Peşin değer, gelecekte ödenecek gelirlerin, yaş, kesilme ihtimali ve Kurumca belirlenecek iskonto oranı dikkate alınarak hesaplanan tutarını ifade etmekte olup; davanın yasal dayanağını oluşturan 506 sayılı Yasanın 26. maddesi, iş kazası ve meslek hastalığı nedeniyle yapılan ödemeler yanında, bağlanan gelirin başladığı tarihteki “ilk peşin sermaye değerinin”, maddenin öngördüğü koşullara bağlı olarak, işveren ya da üçüncü kişilerden tazmini olanağını öngörmüştür.
Bu bakımdan, davacının iş kazası nedeniyle malul kalması gözetilerek ... tarafından davacıya bağlanan gelirin ilk peşin sermaye değerinin tamamının zarardan tenzili gerekirken olaydan sonra yürürlüğe giren 5510 sayılı Yasanın 21/4 maddesine göre yarısının zarardan tenzili yoluna gidilmesi isabetli olmamıştır.
6-Maddi tazminat talebinin kısmen reddine karar verildiği gözetilerek davalı ... lehine vekalet ücreti takdir edilmesi gerekirken bu hususta olumlu ya da olumsuz bir hüküm kurulmamış olması bozmayı gerektirmiştir.
7-Yukarıda 2 nolu bentte açıklanan bozma nedenine göre, manevi tazminatın miktarına yönelik temyiz itirazlarının şimdilik incelenmesine gerek görülmemiştir.

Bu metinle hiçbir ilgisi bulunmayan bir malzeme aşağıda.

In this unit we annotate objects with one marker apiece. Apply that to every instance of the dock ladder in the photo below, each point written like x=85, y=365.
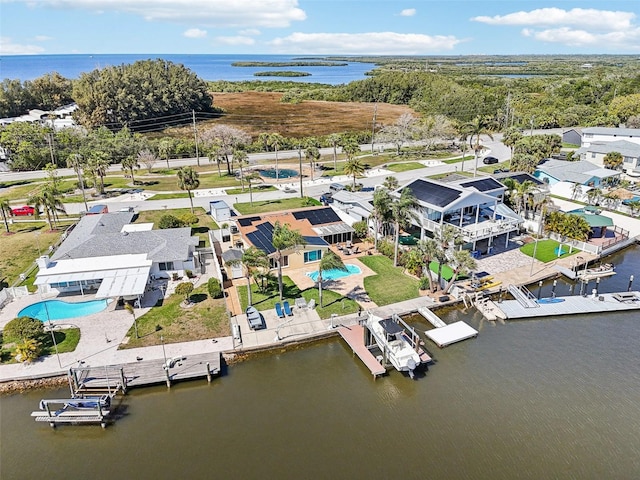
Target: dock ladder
x=523, y=296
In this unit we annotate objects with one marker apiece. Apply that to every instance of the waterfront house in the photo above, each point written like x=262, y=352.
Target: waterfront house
x=552, y=171
x=108, y=254
x=320, y=227
x=473, y=206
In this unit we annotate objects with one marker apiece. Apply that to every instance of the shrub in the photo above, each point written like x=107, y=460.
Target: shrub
x=189, y=218
x=23, y=329
x=184, y=288
x=170, y=221
x=214, y=288
x=361, y=229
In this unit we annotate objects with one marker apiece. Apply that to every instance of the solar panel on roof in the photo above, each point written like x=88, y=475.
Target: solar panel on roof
x=245, y=222
x=318, y=216
x=433, y=193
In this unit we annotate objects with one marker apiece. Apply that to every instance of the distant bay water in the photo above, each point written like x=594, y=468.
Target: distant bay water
x=207, y=67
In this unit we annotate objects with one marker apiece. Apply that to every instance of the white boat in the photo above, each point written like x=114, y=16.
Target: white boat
x=604, y=270
x=392, y=339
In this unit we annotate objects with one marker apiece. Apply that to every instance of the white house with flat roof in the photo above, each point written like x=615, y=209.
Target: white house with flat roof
x=103, y=253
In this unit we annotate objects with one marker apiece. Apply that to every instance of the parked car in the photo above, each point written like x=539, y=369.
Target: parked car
x=23, y=211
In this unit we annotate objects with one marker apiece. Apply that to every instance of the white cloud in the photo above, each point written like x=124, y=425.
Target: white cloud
x=250, y=31
x=7, y=47
x=602, y=20
x=613, y=41
x=227, y=13
x=237, y=40
x=380, y=43
x=195, y=33
x=408, y=12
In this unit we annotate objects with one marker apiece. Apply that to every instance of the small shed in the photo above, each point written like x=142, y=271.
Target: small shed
x=232, y=259
x=220, y=211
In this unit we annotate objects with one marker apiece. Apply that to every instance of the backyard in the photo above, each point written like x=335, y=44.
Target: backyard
x=267, y=298
x=390, y=284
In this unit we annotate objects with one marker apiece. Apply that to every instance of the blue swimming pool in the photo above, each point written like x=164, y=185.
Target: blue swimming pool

SONUÇ:Yukarıda (1) nolu bentte açıklanan nedenlerle, davacı vekili, davalı ... vekili ve davalı ... Turizm Otelcilik San.Tic.AŞ vekilinin sair temyiz itirazlarının reddine, (2), (3) ve (4) nolu bentlerde açıklanan nedenlerle davacı vekilinin, (5) nolu bentlerde açıklanan nedenlerle davalı ... Turizm Otelcilik San.Tic.AŞ vekilinin, (6) nolu bentte açıklanan nedenlerle davalı ... vekilinin temyiz itirazlarının kabulü ile hükmün BOZULMASINA, (7) nolu bentte açıklanan nedenlerle manevi tazminata yönelik temyiz itirazlarının incelenmesine yer olmadığına, 1.350,00 TL vekalet ücretinin davalı ... Turizm Otelcilik San.Tic.A.Ş"den alınarak duruşmada vekille temsil olunan davacıya verilmesine, 1.350,00 TL vekalet ücretinin davacıdan alınarak duruşmada vekille temsil olunan davalı ... Turizm Otelcilik San.Tic.A.Ş"ye verilmesine, duruşmada vekille temsil olunmayan davalı ... yararına vekalet ücreti takdirine yer olmadığına, peşin alınan harcın istek halinde temyiz eden davacı ve davalı ... ve davalı ... Turizm Otelcilik San.Tic.A.Ş"ye geri verilmesine 30/05/2016 tarihinde oybirliğiyle karar verildi.